In Österreich litt vor Ausbruch der Pandemie etwa ein Viertel aller Menschen an Schlafstörungen. Mittlerweile dürfte sich die Anzahl der Betroffenen drastisch erhöht haben, beeinflusst die Coronakrise doch nachweislich die Schlafqualität. Eine finnische Studie, die in der Fachzeitschrift Frontiers in Psychology veröffentlich wurde, belegt, dass die Pandemie zum einen den Schlafrhythmus und zum anderen den Trauminhalt beeinflussen kann. Frauen schliefen zwar länger, hatten allerdings auch mehr Albträume. Insgesamt war mehr als ein Viertel der Probanden von häufigen Albträumen betroffen, während ein Drittel häufiger aufwachte.1 Auch eine Untersuchung der Universität Basel ergab, dass länger und regelmäßiger geschlafen wurde, sich die Qualität des Schlafes aber verschlechterte.2
Schlafstörungen gelten oftmals als Indiz für tiefergehende Probleme und psychische Not sowie als zentraler Teil psychiatrischer Erkrankungen. Vorwiegend treten sie bei Patienten mit Depressionen, mit manischer oder bipolarer Störung, aber auch bei von Schizophrenie Betroffenen auf. Des Weiteren gehen sie bei Alzheimer-Patienten mit Zerstörung des Schlaf-wach-Rhythmus einher, ebenso bei Angstpatienten und bei Menschen mit ADHS/ADHD. Mit Beginn der Coronakrise und im Rahmen der ersten Maßnahmen zur Eindämmung der Pandemie nahmen vor allem bei Risikopatienten Ängste und damit Schlafstörungen zu. Eine im Fachmagazin Sleep Medicine veröffentlichte deutsche Unter-suchung ergab, dass sich bei über 13 % der Befragten eine „deutlich schlechtere Schlafqualität“ manifestierte und über 7 % von Ängsten gequält wurden.3
Im Anamnesegespräch sollte deshalb nach ungewöhnlichen Ereignissen oder besonderen Belastungen gefragt werden, falls ein Patient von einem gestörten Schlaf betroffen ist. Des Weiteren ist es wichtig, Patienten auf möglicherweise vorliegende Schlafstörungen anzusprechen. Eine chronische Schlafstörung kann neben dem Risiko für neurologische Erkrankungen auch jenes für eine Reihe von internistischen Pathologien wie arterielle Hypertension, Myokardinfarkt, Diabetes und Adipositas erhöhen. Des Weiteren erhöht ein gestörter Schlaf das Infektionsrisiko.

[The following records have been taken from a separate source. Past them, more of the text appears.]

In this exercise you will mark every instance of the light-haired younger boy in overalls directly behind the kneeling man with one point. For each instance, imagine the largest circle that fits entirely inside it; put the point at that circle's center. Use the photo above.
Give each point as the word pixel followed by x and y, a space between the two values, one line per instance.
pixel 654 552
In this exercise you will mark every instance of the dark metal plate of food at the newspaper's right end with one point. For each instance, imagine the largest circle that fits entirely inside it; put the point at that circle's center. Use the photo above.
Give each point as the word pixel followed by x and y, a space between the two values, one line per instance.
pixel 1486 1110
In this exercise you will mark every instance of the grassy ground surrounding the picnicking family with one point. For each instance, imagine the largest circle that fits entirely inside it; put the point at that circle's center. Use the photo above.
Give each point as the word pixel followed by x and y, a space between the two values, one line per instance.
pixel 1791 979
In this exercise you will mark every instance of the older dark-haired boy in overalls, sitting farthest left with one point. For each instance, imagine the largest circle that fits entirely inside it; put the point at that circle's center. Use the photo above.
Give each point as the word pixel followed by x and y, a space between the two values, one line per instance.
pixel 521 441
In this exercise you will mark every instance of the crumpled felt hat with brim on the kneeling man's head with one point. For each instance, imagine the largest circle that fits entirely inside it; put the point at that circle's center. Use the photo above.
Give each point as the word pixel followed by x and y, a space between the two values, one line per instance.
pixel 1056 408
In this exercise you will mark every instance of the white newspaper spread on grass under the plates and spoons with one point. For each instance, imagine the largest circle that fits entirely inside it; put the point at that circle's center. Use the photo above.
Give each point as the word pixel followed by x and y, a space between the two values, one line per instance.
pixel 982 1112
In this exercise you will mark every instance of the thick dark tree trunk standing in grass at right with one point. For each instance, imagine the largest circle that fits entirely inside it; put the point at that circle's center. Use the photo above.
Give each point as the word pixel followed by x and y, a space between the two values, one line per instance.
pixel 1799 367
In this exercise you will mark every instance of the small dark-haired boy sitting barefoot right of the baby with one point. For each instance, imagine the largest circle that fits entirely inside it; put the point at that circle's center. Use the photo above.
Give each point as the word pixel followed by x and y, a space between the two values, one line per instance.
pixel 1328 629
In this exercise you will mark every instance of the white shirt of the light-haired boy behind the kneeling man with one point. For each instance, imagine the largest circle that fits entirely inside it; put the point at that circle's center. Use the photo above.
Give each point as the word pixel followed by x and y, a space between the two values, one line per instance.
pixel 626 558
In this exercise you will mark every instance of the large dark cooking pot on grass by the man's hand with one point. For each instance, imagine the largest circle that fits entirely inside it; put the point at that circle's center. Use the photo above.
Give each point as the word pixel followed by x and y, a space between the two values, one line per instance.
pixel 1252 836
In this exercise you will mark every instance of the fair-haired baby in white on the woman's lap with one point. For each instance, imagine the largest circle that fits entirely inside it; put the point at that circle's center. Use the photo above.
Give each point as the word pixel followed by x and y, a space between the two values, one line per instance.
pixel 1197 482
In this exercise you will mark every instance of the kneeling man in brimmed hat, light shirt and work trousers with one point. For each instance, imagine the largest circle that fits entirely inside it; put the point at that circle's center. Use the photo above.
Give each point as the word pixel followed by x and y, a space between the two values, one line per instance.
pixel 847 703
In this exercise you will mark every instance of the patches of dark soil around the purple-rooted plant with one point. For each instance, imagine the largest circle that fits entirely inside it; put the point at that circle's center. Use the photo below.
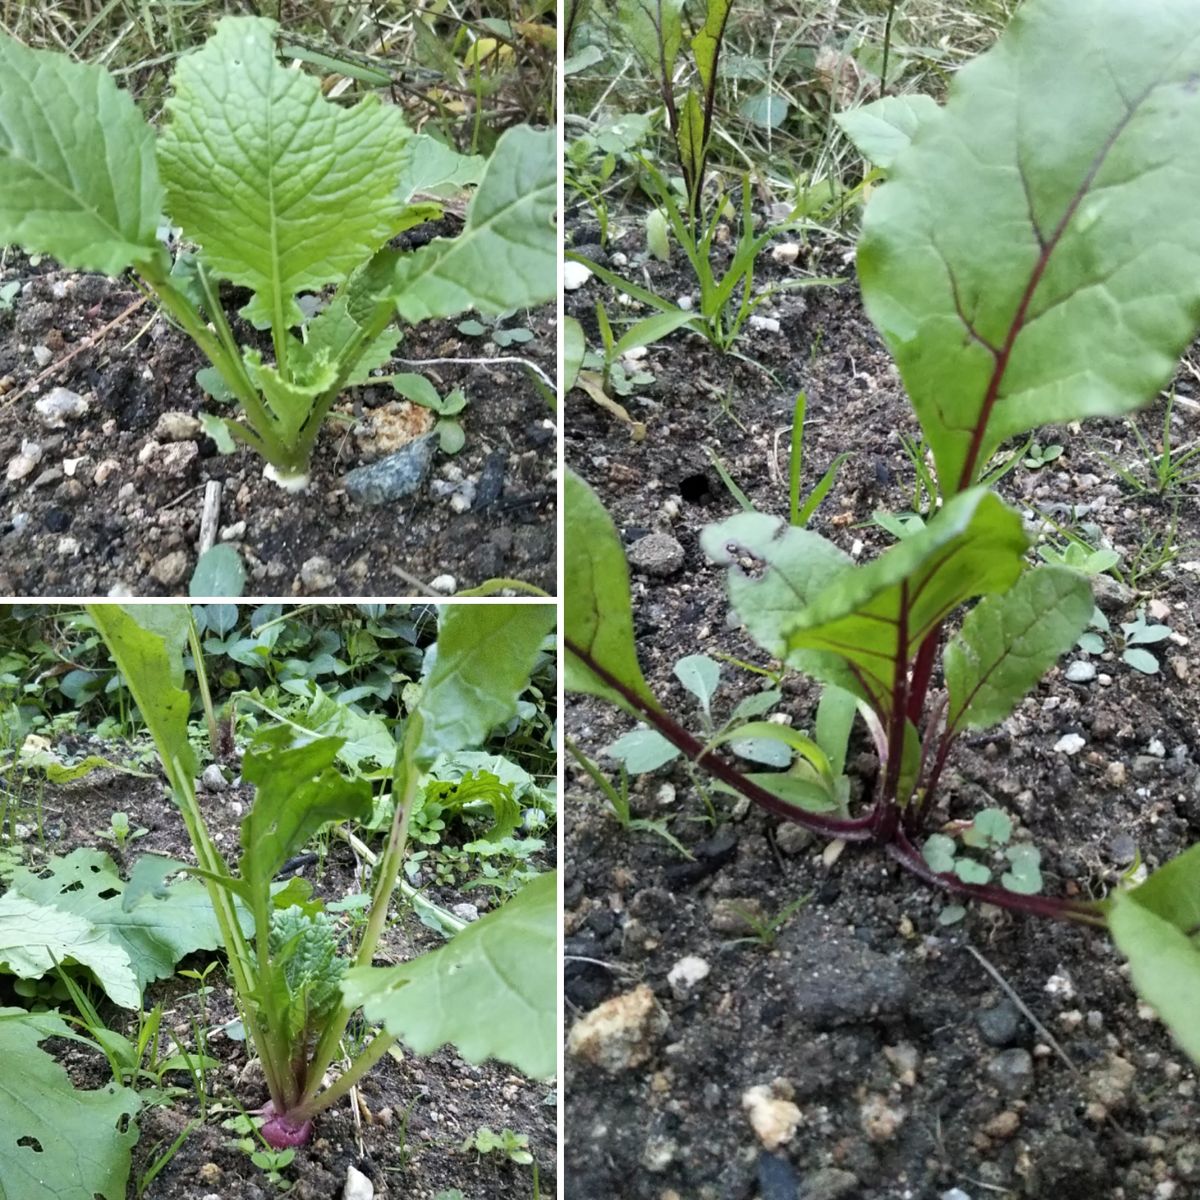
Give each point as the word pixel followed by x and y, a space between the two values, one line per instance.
pixel 446 1099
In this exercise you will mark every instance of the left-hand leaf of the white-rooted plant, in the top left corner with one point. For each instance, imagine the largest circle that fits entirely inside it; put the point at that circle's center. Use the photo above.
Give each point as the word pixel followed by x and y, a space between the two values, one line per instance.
pixel 77 169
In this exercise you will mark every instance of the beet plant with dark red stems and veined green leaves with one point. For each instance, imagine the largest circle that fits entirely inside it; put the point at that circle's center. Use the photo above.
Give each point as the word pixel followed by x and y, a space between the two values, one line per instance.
pixel 1033 257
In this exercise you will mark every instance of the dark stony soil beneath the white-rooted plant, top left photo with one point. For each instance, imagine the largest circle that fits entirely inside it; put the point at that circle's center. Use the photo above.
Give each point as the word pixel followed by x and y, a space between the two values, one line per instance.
pixel 109 511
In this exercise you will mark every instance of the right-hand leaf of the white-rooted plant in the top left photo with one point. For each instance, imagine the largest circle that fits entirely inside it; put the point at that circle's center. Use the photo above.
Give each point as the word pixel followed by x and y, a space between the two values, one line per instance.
pixel 507 255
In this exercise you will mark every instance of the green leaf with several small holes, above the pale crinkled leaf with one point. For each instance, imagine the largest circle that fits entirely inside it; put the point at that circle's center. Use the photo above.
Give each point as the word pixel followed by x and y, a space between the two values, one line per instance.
pixel 159 928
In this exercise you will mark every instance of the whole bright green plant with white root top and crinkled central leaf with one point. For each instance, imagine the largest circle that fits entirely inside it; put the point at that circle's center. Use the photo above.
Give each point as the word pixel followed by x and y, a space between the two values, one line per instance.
pixel 285 194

Wer unter Schlafapnoe leidet, ist oftmals mit Risikofaktoren für einen schweren Verlauf einer COVID-19-Infektion assoziiert. Die Deutsche Gesellschaft für Schlafmedizin hat zur „Diagnostik und Therapie schlafbezogener Atmungsstörungen im Zusammenhang mit der Corona-Pandemie“ ein Positionspapier herausgebracht, aus dem hervorgeht, dass die Schlafapnoe selbst das Risiko für eine SARS-CoV-2-Infektion wahrscheinlich nicht erhöht, dass Schlafapnoe-Patienten aber oft durch Begleiterkrankungen in eine höhere Risikogruppe für einen schweren COVID-19-Verlauf einzustufen sind. Des Weiteren sei eine Verschlechterung der Erkrankung zum Beispiel durch chronische proinflammatorische Prozesse bei obstruktiver Schlafapnoe (OSA) denkbar, insbesondere bei gleichzeitig bestehender Adipositas.4
Derzeit sind weitere Untersuchungen indiziert, um zu klären, ob die Coronaerkrankungen in dieser Patientengruppe vor allem auf die Begleiterkrankungen und das vielfach höhere Alter oder auf den daraus resultierenden Schlafmangel zurückzuführen sind.